Seeing Mars in a Particle of Dust

NASA’s Phoenix lander is seen here collecting a sample of martian soil for analysis by the lander’s Thermal and Evolved-Gas Analyzer (TEGA).
Credit: NASA/JPL-Caltech/University of Arizona/Max Planck Institute

NASA’s Phoenix Mars Lander has taken the first-ever image of a single particle of Mars’ ubiquitous dust, using its atomic force microscope.

The particle — shown at higher magnification than anything ever seen from another world — is a rounded particle about one micrometer, or one millionth of a meter, across. It is a speck of the dust that cloaks Mars. Such dust particles color the martian sky pink, feed storms that regularly envelop the planet and produce Mars’ distinctive red soil.

"This is the first picture of a clay-sized particle on Mars, and the size agrees with predictions from the colors seen in sunsets on the Red Planet," said Phoenix co-investigator Urs Staufer of the University of Neuchatel, Switzerland, who leads a Swiss consortium that made the microscope.

"Taking this image required the highest resolution microscope operated off Earth and a specially designed substrate to hold the martian dust," said Tom Pike, Phoenix science team member from Imperial College London. "We always knew it was going to be technically very challenging to image particles this small."

It took a very long time, roughly a dozen years, to develop the device that is operating in a polar region on a planet now about 350 million kilometers or 220 million miles away.

This image taken by the Optical Microscope on Phoenix shows soil sprinkled from the lander’s scoop onto a silicone substrate. The substrate was then rotated in front of the microscope. This is the highest resolution image yet seen of martian soil. The image is dominated by fine particles close to the resolution of the microscope. These particles have formed clumps, which may be a smaller scale version of what has been observed by Phoenix during digging of the surface material. The scale bar is 1 millimeter (0.04 inch).
Credit: NASA/JPL-Caltech/University of Arizona

 

Formation of a martian dust devil captured at the surface of Mars by NASA’s Spirit Rover. Fine dust is ubiquitous in the martian environment.
Credit: NASA/JPL

The atomic force microscope maps the shape of particles in three dimensions by scanning them with a sharp tip at the end of a spring. During the scan, invisibly fine particles are held by a series of pits etched into a substrate microfabricated from a silicon wafer. Pike’s group at Imperial College produced these silicon microdiscs.
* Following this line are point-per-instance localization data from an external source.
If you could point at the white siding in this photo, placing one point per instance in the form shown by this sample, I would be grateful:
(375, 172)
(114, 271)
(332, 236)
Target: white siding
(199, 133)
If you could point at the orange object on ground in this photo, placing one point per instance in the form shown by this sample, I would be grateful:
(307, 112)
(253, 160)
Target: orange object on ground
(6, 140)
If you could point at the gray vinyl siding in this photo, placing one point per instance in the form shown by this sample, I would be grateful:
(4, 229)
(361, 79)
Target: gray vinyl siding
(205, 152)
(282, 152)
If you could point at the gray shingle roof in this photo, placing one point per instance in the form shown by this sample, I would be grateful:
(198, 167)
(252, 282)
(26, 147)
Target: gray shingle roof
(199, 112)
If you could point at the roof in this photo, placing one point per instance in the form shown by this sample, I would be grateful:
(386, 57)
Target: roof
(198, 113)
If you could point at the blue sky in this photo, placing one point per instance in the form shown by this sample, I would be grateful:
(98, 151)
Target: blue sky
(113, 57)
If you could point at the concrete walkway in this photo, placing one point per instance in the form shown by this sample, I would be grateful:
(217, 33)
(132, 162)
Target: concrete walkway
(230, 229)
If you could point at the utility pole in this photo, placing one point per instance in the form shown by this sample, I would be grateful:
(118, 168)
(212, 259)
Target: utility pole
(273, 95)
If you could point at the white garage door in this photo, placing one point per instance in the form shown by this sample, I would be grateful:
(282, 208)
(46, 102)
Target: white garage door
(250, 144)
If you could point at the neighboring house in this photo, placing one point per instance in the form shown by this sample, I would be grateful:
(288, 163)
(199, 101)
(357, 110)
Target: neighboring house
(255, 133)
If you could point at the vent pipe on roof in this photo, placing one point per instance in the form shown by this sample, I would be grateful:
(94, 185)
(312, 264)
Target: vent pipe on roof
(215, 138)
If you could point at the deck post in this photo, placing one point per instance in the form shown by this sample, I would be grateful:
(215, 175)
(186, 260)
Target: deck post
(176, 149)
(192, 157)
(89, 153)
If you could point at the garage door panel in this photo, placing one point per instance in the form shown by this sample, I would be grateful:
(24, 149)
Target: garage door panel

The atomic force microscope can detail the shapes of particles as small as about 100 nanometers, about one one-thousandth the width of a human hair. That is about 100 times greater magnification than seen with Phoenix’s optical microscope, which made its first images of Martian soil about two months ago. Until now, Phoenix’s optical microscope held the record for producing the most highly magnified images to come from another planet.

"I’m delighted that this microscope is producing images that will help us understand Mars at the highest detail ever," Staufer said. "This is proof of the microscope’s potential. We are now ready to start doing scientific experiments that will add a new dimension to measurements being made by other Phoenix lander instruments."

This image shows the particles of dust captured by Phoenix and viewed under the optical microscope. To the right is a 3-D representation of the sample as seen by Phoenix’s Atomic Force microscope, which has a magnification 100x greater than the optical microscope.
Credit: NASA/U of Arizona/Imperial College London

"After this first success, we’re now working on building up a portrait gallery of the dust on Mars," Pike added.

Mars’ ultra-fine dust is the medium that actively links gases in the Martian atmosphere to processes in martian soil, so it is critically important to understanding Mars’ environment, the researchers said.

The fine details that this technology can yield concerning the surface of Mars can help scientists understand if the planet is, or ever was, a suitable habitat for microbial life. The technology is also proof that robotic microscopy can be used to explore other planets. Similar techniques could one day help researchers search for evidence of life in our solar system.

The particle seen in the atomic force microscope image was part of a sample scooped by the robotic arm from the "Snow White" trench and delivered to Phoenix’s microscope station in early July. The microscope station includes the optical microscope, the atomic force microscope and the sample delivery wheel. It is part of a suite of tools called Phoenix’s Microscopy, Electrochemistry and Conductivity Analyzer.